Já minha irmã é detentora de um conhecimento que envolve alguns desses saberes práticos, outros que adquiriu na escola, no trabalho, na igreja e nas andanças da vida. Graças a uma bolsa de estudos pode “formar para professora” como diziam na época, mas nunca exerceu a função. Foi obrigada a adquirir outros conhecimentos voltados para o setor administrativo no emprego que conseguiu numa empresa de agricultura, creio que isso a tenha deixado em estado de letargia, satisfeita com o que já possui. Sem ambições que a levasse a buscar novas janelas para o conhecimento, ela abreviou sua busca pelo saber, e vai agregando aquilo que surge, sem ansiedade, sem grande curiosidade. Porém, possui amplo conhecimento, e é a ela que muitas vezes recorro para tirar uma dúvida, pedir uma informação e assim vou acrescentando mais dados a minha rede e lhe fornecendo outros.
“Só sei que nada sei” com essa frase Sócrates nos leva a conhecer nossos desconhecimentos e sugere que a busca do conhecimento é uma constate. Voltando a minha meninice, recordo que um dos meus objetivos ao entrar na escola era aprender-saber-conhecer. De fato, a escola me ajudou muito nesse sentido: construir o conhecimento. Mas a cada passo que dou não adquiro mais conhecimento, pelo contrário, me dou conta que muito pouco sei. Tenho a consciência da existência de muitas coisas: nomes de planetas, rios, cidades, países, escritores e livros, músicos e canções, sou capaz de refletir sobre guerras, crises, acontecimentos e personagens históricos, regras gramaticais, cálculos numéricos, etc. Entretanto, não foi apenas Sócrates que me fez repensar sobre a dimensão do meu conhecimento, o meu avô também o fez. Certa vez,  ele sentou-se ao meu lado e começou a me fazer inúmeras perguntas sobre orações, medidas de terra, sobre o tempo e sobre outras coisas que faziam parte do seu conhecimento prático.
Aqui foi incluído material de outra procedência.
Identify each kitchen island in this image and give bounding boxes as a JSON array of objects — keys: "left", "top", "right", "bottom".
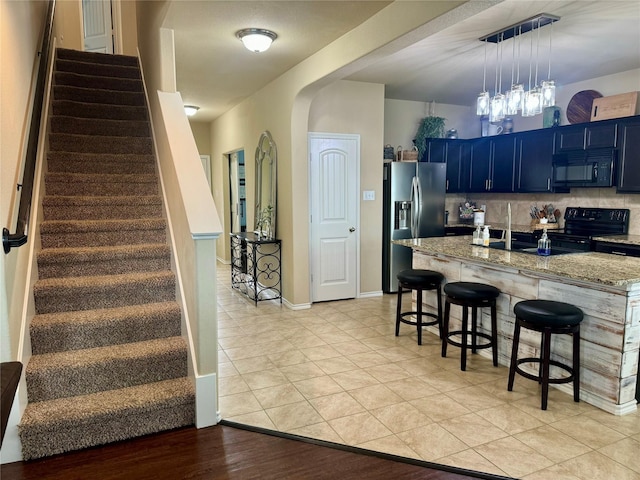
[{"left": 395, "top": 236, "right": 640, "bottom": 415}]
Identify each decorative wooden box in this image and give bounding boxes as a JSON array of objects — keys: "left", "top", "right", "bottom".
[{"left": 591, "top": 92, "right": 638, "bottom": 122}]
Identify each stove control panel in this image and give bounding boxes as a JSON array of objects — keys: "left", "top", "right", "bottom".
[{"left": 564, "top": 207, "right": 629, "bottom": 224}]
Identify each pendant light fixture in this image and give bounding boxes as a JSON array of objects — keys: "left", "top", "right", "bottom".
[
  {"left": 476, "top": 38, "right": 490, "bottom": 115},
  {"left": 476, "top": 13, "right": 560, "bottom": 122},
  {"left": 542, "top": 23, "right": 556, "bottom": 107},
  {"left": 489, "top": 35, "right": 506, "bottom": 123},
  {"left": 522, "top": 20, "right": 542, "bottom": 117},
  {"left": 236, "top": 28, "right": 278, "bottom": 53},
  {"left": 507, "top": 27, "right": 524, "bottom": 115}
]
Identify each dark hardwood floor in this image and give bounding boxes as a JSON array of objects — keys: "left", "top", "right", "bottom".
[{"left": 0, "top": 425, "right": 505, "bottom": 480}]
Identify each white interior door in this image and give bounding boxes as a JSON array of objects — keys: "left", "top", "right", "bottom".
[
  {"left": 82, "top": 0, "right": 113, "bottom": 53},
  {"left": 309, "top": 133, "right": 360, "bottom": 302}
]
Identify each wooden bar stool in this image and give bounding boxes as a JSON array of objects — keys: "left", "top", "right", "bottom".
[
  {"left": 396, "top": 269, "right": 444, "bottom": 345},
  {"left": 442, "top": 282, "right": 500, "bottom": 371},
  {"left": 507, "top": 300, "right": 584, "bottom": 410}
]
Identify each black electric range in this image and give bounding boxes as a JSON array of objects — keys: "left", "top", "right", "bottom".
[{"left": 547, "top": 207, "right": 629, "bottom": 252}]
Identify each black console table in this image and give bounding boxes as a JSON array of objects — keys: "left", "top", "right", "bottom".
[{"left": 231, "top": 232, "right": 282, "bottom": 306}]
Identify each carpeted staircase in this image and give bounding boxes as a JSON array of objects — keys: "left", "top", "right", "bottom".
[{"left": 19, "top": 49, "right": 195, "bottom": 460}]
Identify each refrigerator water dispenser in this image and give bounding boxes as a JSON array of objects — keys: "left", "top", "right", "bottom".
[{"left": 395, "top": 202, "right": 411, "bottom": 230}]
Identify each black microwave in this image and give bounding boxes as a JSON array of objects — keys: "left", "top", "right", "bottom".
[{"left": 552, "top": 148, "right": 616, "bottom": 187}]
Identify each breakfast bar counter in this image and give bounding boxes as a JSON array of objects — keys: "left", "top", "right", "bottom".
[{"left": 394, "top": 236, "right": 640, "bottom": 415}]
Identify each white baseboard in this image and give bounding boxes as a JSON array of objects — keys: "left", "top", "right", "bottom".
[
  {"left": 196, "top": 373, "right": 220, "bottom": 428},
  {"left": 358, "top": 290, "right": 382, "bottom": 298},
  {"left": 282, "top": 297, "right": 311, "bottom": 310}
]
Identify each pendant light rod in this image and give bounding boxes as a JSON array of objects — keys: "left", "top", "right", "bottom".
[
  {"left": 547, "top": 19, "right": 553, "bottom": 80},
  {"left": 478, "top": 13, "right": 560, "bottom": 43},
  {"left": 482, "top": 40, "right": 487, "bottom": 92}
]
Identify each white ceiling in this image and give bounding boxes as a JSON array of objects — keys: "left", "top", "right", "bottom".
[{"left": 163, "top": 0, "right": 640, "bottom": 121}]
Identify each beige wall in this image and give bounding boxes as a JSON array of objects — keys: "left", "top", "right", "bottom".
[
  {"left": 310, "top": 81, "right": 384, "bottom": 294},
  {"left": 189, "top": 120, "right": 211, "bottom": 155},
  {"left": 54, "top": 0, "right": 138, "bottom": 57},
  {"left": 0, "top": 1, "right": 48, "bottom": 362},
  {"left": 120, "top": 0, "right": 138, "bottom": 57},
  {"left": 211, "top": 2, "right": 476, "bottom": 308},
  {"left": 54, "top": 0, "right": 84, "bottom": 50}
]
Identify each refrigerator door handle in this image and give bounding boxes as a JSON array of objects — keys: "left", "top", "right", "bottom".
[{"left": 411, "top": 177, "right": 422, "bottom": 238}]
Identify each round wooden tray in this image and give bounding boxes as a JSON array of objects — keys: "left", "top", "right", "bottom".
[{"left": 567, "top": 90, "right": 602, "bottom": 123}]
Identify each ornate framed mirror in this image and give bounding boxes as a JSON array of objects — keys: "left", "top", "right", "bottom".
[{"left": 255, "top": 131, "right": 278, "bottom": 239}]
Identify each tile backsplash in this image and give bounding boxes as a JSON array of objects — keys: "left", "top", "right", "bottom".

A cada pergunta, ele me vencia e por fim disse que não adiantava estudar se eu não sabia das coisas. Claro que tive vontade de perguntar várias coisas para meu avô e provar que tenho meus conhecimentos. Acabamos a conversa com ele jogando charadas, que claro não acertei. Nesse dia entendi que tudo que aprendi é insignificante diante daquilo que ignoro. Aprendi que não há um ou o conhecimento, há muitos desconhecimentos.
Estou passando pela vida, observando e tendo contato com aquilo que está ao meu redor, e aquilo que está em outros espaços, e cada vez mais percebo que o conhecimento, esse conjunto de saberes e informações que vamos aglomerando ao longo do tempo, a partir da leitura que fazemos do mundo, não se encontra apenas nos livros, ele está na troca de receitas entre mãe e filha, nas histórias contadas pelos avós, no contato do lavrador com a terra, nas rodas de conversa entre amigos, nos ventos que prenunciam a chuva, na voz dos loucos, na caduquice dos velhos, na cultura dos incultos e nos saberes dos ignorantes. Dessa forma, compreende-se que o conhecimento – essa leitura, compreensão e transformação da realidade  – pode ser pensado de forma intelectiva, mas também numa esfera um pouco mais sensorial e emotiva, apesar dessa última ser desprestigiada na sociedade contemporânea.